NRRD vs NIFTI: which one to choose?

Loading speed: Loading a 3D array from nrrd or nifti is just as fast as loading from npy/npz file. You may have compared uncompressed npy loading time to compressed nrrd/nifti loading times. All these formats can optionally use compression, which typically cuts required disk space by half and increases loading time by 5-10x. Loading from DICOM files (single-frame-per-file) takes about 100x more time than loading the same volume from nrrd/nifty/npy (regardless of compression).
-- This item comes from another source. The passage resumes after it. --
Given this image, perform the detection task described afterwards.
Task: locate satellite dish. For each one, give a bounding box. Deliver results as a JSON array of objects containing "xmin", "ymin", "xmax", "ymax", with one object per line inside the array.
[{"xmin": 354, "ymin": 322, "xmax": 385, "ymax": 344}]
Fast loading of course is not the only factor consider, so normally you will use all three kind of data representations: DICOM, research file formats (nrrd, nifti), and tensor files (numpy npy/npz arrays or other specialized hypercube storage). Each file format has its own very important role:

  • DICOM: long-term archival format, preserves all metadata and UIDs; usable across projects and institutions; very slow and complicated.
  • Research file formats (nrrd, nifti): preserves essential metadata (i.e., image geometry); suitable for representing a single cohort, usable across experiments within a single project, by a small group of collaborators; fast and simple, suitable for images only.
  • Numpy array (npy, npz): does not preserve metadata, therefore it is only usable for a single experiment, by one or few closely collaborating researchers; fast and very simple, supports arbitrary dimensions and can represent non-image vector data.